莉赛尔到达慕尼黑的时候,朦朦胧胧地感觉到自己有指望活下去了,但这并不能给她带来安慰。要是妈妈爱她的话,怎么会把她留在别人家里呢?为什么?为什么?

为什么?

事实上,她知道答案,当然这无关紧要。她清楚摆在他们面前的现实:妈妈经常病怏怏的,他们一直都没有钱治病。她完全明白这一点,但这不意味着她必须接受这一现实。不管妈妈多少次说过爱她,把她送走是爱她的表现,但她无法接受。毋庸置疑,她是一个被丢掉的瘦骨伶仃的孩子,独自和几个陌生人生活在一个陌生的地方,独自一人。

休伯曼一家的小房子像鸽子笼一样。他们只有几个房间,一间厨房,一间与邻居共用的厕所。屋顶是平式的,还有一间用于储藏的半地下室。地下室的深度不够,在1939年使用还不成问题,可到1942和1943年的时候就不行了。那时,空袭警报一响,他们就得冲到大街另一头一个更坚固的防空洞里去躲避空袭。

最初,莉赛尔印象最深刻的是那些脏话。这些话反复出现,言辞激烈。每句话里都带有Saumensch或Saukerl或是Arschloch这样的字眼儿。我得向那些不熟悉这些俗语的人做个解释。Sau当然指的是猪,Saumensch是用来斥责、痛骂或者就是用来羞辱女性的。Saukerl是用在男性身上的、意思相同的字眼儿。Arschloch可以直接翻译成蠢货,这个词是男女通用的,没有性别的差异。

成了一头小母猪(2)

“你这肮脏的猪猡!”第一天晚上,莉赛尔拒绝洗澡,养母就冲着她大声嚷嚷起来,“你这头肮脏的母猪!怎么还不脱衣服呢?”罗莎喜欢发脾气。事实上,罗莎·休伯曼总是板着脸,这就是她那张皱巴巴的纸板脸的由来。

其实,莉赛尔正处于极度焦虑之中。她可不打算洗什么澡,或是洗完澡再上床睡觉。她蜷缩在狭窄的盥洗室的一个角落里,双手紧紧贴在墙上,就像是墙壁上有两只手可以拉着她不去洗澡一样,其实那上面什么也没有,只有早就干透的油漆。两人喘着粗气。罗莎费了半天力气,还是没有成功。
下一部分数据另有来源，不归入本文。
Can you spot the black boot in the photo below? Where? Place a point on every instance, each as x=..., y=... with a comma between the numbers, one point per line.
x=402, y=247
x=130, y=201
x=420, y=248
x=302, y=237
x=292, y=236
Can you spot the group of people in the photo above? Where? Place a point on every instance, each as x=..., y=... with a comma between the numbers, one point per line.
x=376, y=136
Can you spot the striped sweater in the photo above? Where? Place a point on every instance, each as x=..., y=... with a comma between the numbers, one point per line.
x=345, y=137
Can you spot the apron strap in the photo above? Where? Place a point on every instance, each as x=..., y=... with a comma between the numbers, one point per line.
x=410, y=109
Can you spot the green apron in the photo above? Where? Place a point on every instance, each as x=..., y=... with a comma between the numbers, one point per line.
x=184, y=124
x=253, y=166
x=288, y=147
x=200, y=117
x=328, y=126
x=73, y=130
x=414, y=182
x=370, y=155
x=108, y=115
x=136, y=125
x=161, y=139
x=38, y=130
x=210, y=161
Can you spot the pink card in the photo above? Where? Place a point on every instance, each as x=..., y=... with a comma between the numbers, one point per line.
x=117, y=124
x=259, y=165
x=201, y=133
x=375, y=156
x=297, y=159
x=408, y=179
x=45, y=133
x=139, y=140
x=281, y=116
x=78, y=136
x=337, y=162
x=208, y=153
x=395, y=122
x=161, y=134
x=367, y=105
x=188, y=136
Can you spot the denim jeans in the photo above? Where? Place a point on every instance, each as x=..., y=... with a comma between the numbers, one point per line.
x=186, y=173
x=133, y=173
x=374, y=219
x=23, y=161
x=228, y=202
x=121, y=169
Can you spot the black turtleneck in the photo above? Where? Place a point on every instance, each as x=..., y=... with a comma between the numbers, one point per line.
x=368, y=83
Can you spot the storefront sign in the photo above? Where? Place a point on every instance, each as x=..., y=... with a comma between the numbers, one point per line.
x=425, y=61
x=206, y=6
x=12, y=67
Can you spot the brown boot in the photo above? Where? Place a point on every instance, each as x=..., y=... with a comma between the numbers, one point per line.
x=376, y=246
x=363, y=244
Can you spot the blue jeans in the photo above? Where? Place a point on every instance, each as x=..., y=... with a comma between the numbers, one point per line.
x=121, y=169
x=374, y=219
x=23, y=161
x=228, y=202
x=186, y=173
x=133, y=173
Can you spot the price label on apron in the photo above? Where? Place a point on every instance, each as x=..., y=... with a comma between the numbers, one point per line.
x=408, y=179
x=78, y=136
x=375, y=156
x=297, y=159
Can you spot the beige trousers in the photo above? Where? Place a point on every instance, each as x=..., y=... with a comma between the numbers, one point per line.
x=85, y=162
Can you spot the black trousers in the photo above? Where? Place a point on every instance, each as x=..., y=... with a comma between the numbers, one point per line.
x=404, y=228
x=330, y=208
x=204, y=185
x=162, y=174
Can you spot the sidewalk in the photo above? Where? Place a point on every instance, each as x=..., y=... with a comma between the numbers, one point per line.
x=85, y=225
“让她自己来吧。”汉斯·休伯曼介入了这场拉锯战,他那柔和的声音发挥了作用,刚才,他也是这样驱散了围观者,“把她交给我吧。”

他走到莉赛尔身边,靠着墙坐在地上,地砖冰凉,坐上去不太舒服。

“你知道怎么卷香烟吗?”他问。接下来的一个小时里,他俩坐在越来越浓的夜色里,摆弄着烟草和卷烟纸,汉斯·休伯曼抽着那些裹好的香烟。

一个小时后,莉赛尔已经能够熟练地卷好一支香烟了,不过,她还是没有洗澡。

关于汉斯·休伯曼的情况

他爱抽烟。

他最喜欢的其实是卷烟的过程。

他的职业是粉刷匠,他还会拉手风琴。

这个爱好迟早能派上用场,尤其在冬天,他能在慕尼黑的小酒馆,比如科勒尔酒吧,靠拉手风琴挣点钱。

在第一次世界大战中,他曾从我手下逃脱过,但是,不久之后,他会卷入另一场大战(这是人类一意孤行的结果),这回,他将再次成功地从我身边溜走。

对大多数人来说,汉斯·休伯曼是个不引人注目的人,一个没什么特别之处的人。当然,他干起活来手艺不错,他的音乐才能也比一般人强。不过,我相信你也遇到过这样的人,即使是站在前台,他们也只适合给别人当陪衬。他常常在那儿,不引人注意,也无足重轻。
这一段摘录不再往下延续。